Illinois State Board of Education
The Illinois State Board of Education (ISBE) administers public education in the state of Illinois. The State Board consists of nine members who are appointed by the Governor with the consent of the Senate. Board members serve four-year terms, with State Board membership limited to two consecutive terms. The board sets educational policies and guidelines for public and private schools, preschool through grade 12, as well as vocational education. It analyzes the aims, needs and requirements of education and recommends legislation to the Illinois General Assembly and Governor for the benefit of the more than 2 million school children in the state.
Local municipalities and their respective school districts operate individual public schools but the ISBE audits performance of public schools with the Illinois School Report Card. The agency is headquartered at 100 North 1st Street in Springfield.

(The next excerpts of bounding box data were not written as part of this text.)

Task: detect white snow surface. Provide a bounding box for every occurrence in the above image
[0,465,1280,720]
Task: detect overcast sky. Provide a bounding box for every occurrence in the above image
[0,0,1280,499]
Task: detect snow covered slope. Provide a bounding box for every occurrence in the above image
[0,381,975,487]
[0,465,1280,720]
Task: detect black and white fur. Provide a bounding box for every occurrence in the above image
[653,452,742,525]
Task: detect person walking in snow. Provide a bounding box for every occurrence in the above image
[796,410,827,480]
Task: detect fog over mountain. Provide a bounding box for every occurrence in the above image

The agency also has offices at the James R. Thompson Center in the Chicago Loop.
"Illinois Governor Pat Quinn named former Chicago School Board President Gery Chico as the new Chairman of the Illinois State Board of Education on Tuesday, June 7, 2011. Quinn said that day in Chicago that Chico's "decades of experience" in education and administration will be a boon to the state's schools. Chico became President of the Chicago School Board in 1995 when the city took over the schools. He helped close a budget deficit, build new schools and repair old ones, and got credit for raising test scores....Chico lost the Chicago mayor's race this year and finished fifth in the 2004 Democratic Senate primary that Barack Obama won."

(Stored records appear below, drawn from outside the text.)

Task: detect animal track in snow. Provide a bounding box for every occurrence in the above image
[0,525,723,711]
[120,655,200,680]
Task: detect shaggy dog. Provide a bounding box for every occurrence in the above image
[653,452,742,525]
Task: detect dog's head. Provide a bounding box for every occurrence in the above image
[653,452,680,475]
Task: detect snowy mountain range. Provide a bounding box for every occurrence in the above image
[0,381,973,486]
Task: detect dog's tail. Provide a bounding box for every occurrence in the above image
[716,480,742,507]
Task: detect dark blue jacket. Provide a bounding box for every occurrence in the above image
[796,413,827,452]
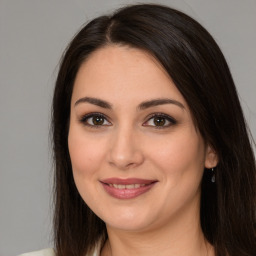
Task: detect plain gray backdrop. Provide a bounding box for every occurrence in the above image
[0,0,256,256]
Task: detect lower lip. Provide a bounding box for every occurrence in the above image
[101,182,156,199]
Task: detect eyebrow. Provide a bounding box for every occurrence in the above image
[75,97,112,109]
[138,98,185,110]
[74,97,185,110]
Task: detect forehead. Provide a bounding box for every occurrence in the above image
[73,45,185,106]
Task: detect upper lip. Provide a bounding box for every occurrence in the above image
[101,178,157,185]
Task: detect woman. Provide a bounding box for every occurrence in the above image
[20,5,256,256]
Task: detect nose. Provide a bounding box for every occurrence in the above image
[108,127,144,170]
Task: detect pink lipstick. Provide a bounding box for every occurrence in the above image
[101,178,157,199]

Primary and secondary schools
Education is compulsory from ages 7 to 17 in Illinois. Schools are commonly but not exclusively divided into three tiers of primary and secondary education: elementary school, middle school or junior high school and high school. District territories are often complex in structure. Many areas in the state are actually located in two school districts—one for high school, the other for elementary and middle schools. And such districts do not necessarily share boundaries. A given high school may have several elementary districts that feed into it, yet some of those feeder districts may themselves feed into multiple high school districts.
Colleges and universities
Using the criterion established by the Carnegie Foundation for the Advancement of Teaching, there are eleven "National Universities" in the state. As of 19 August 2010, five of these rank in the "first tier" (that is, the top quartile) among the top 500 National Universities in the United States, as determined by the U.S. News & World Report rankings: the University of Chicago (8), Northwestern University (12), the University of Illinois at Urbana-Champaign (39), Illinois Institute of Technology (106), and Loyola University Chicago (119).
Illinois also has more than 20 additional accredited four-year universities, both public and private, and dozens of small liberal arts colleges across the state. Additionally, Illinois supports 49 public community colleges in the Illinois Community College System.